Respecto de las heladas, comentó que «uno o dos productores» están probando un sistema de riego subarbóreo. «Son aspersores abajo del árbol que impedirían, en los momentos críticos, que la helada sea tan fuerte. Es una forma de defensa que se está empezando a implementar», contó.
Ganadería y avellanas: una combinación que dio resultados
Aunque hoy la producción principal son las avellanas, Quintero nunca abandonó completamente la ganadería. Mantiene un rodeo reducido de aproximadamente veinte vacas de cría y un toro, manejados íntegramente bajo riego.
Los animales se alimentan sobre pasturas compuestas por alfalfa asociada con otras especies forrajeras. Solo en los años más secos es necesario suplementar con rollos o heno.
«Este año prácticamente no hizo falta porque hubo muchísimo pasto», agregó. Actualmente trabaja con animales Aberdeen Angus Colorado, luego de haber comenzado años atrás con Hereford. Los terneros se comercializan principalmente a través de la Cooperativa de Patagones.
Lejos de representar una actividad secundaria, la ganadería terminó siendo el salvavidas económico del establecimiento. «Con la campaña de avellanas que tuvimos, ese pequeño rodeo terminó cubriendo buena parte de los costos de la chacra. Ahí uno entiende el valor que tiene diversificar».
Del periodismo a la presidencia del Idevi
La producción nunca lo alejó del periodismo. Durante muchos años condujo un programa de televisión dedicado al sector agropecuario que llegó a emitirse por Canal Rural. Esa experiencia le permitió recorrer establecimientos, entrevistar productores y conocer en profundidad las distintas actividades que se desarrollan en Río Negro.
Más adelante también le tocó conducir el Instituto de Desarrollo del Valle Inferior (Idevi), una experiencia que, aseguró, le permitió comprender la producción desde otra perspectiva. «Una cosa es observar desde afuera y otra muy distinta gestionar. Fue una etapa muy enriquecedora».
El Valle de Viedma «todavía tiene muchísimo para crecer»
Con la mirada que le dan casi cuatro décadas viviendo y produciendo en la región, Quintero cree que el Valle de Viedma atraviesa una etapa distinta a la de sus comienzos. «La chacra ya no es ese proyecto romántico de hace cuarenta años. Hoy tiene costos importantes y hay que trabajar muy bien para que sea rentable».
Sin embargo, mantiene el optimismo.

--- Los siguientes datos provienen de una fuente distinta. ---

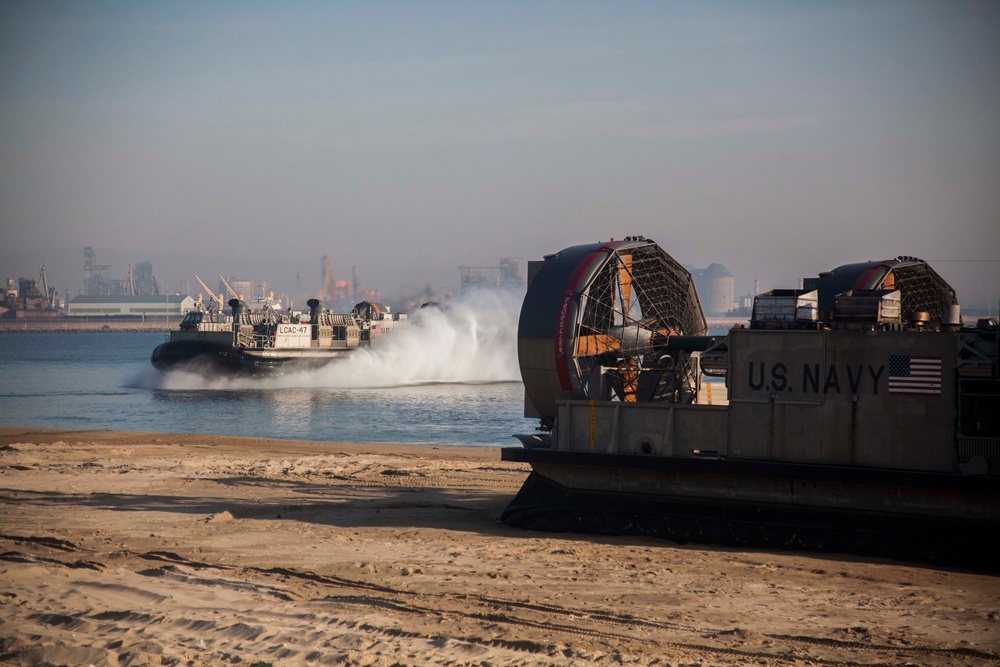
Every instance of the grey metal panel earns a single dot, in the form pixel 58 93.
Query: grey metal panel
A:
pixel 825 397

Considera que la región cuenta con ventajas difíciles de encontrar en otras zonas productivas: disponibilidad de agua, buenas tierras y condiciones climáticas favorables para una amplia variedad de cultivos.
A su entender, el gran desafío pasa ahora por fortalecer las políticas de financiamiento que permitan incorporar maquinaria específica, gran parte de ella importada, y tecnologías destinadas a proteger los montes de las heladas.

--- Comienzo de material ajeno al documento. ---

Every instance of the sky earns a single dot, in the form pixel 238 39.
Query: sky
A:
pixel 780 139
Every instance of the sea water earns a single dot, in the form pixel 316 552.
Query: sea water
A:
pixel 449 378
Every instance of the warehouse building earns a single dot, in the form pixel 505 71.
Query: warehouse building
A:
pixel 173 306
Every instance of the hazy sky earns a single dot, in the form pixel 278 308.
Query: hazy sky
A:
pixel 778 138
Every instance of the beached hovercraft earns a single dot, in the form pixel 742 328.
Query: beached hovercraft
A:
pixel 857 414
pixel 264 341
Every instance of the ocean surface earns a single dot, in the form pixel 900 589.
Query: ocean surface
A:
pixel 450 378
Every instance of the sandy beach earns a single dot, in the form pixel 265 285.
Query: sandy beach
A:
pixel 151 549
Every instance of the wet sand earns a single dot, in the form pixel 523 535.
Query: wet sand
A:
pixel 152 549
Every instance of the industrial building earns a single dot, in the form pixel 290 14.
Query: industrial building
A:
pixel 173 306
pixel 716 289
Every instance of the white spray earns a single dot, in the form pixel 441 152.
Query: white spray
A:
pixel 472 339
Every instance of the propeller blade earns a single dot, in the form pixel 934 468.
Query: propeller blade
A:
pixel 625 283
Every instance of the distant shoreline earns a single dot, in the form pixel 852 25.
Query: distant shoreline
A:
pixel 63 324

«Tenemos buena tierra, excelente agua y un enorme potencial. Si logramos seguir incorporando inversiones y herramientas para reducir los riesgos climáticos, el Valle Inferior va a seguir creciendo. Estoy convencido de que lo mejor todavía está por venir».

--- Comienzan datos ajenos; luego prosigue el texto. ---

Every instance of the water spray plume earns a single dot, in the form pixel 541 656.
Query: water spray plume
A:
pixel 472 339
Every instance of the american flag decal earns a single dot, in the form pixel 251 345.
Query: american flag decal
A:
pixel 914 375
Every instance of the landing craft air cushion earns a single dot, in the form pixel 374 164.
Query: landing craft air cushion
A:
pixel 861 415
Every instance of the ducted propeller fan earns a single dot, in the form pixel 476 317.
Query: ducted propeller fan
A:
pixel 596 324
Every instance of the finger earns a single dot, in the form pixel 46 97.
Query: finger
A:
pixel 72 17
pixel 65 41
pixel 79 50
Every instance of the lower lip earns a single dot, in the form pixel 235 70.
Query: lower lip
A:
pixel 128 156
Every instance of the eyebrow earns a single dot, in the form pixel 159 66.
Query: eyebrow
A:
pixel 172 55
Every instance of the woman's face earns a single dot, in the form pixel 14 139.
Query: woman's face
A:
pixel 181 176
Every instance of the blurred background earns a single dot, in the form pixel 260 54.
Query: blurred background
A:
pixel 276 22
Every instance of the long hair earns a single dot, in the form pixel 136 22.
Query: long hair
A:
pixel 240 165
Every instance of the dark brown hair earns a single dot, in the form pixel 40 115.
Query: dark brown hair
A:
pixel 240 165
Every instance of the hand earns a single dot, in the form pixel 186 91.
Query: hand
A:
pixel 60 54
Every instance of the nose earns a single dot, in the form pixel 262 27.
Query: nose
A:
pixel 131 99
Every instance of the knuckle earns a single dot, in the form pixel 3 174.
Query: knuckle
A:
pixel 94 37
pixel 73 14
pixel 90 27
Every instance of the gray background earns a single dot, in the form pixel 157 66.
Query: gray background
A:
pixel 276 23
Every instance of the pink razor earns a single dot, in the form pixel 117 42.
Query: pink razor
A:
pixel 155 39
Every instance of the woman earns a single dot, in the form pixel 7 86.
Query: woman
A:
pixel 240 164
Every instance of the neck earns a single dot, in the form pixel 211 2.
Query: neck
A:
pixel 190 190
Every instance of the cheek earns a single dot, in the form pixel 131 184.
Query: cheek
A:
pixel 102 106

Con la tranquilidad de quien construyó su historia paso a paso, Daniel Quintero recorre hoy los mismos lotes que empezó a trabajar hace casi cuarenta años. Los libros quedaron atrás, reemplazados por la experiencia, pero la curiosidad y las ganas de seguir aprendiendo continúan intactas, igual que aquel periodista porteño que un día decidió cambiar las oficinas por una chacra y encontró, entre avellanos y vacas, un proyecto de vida.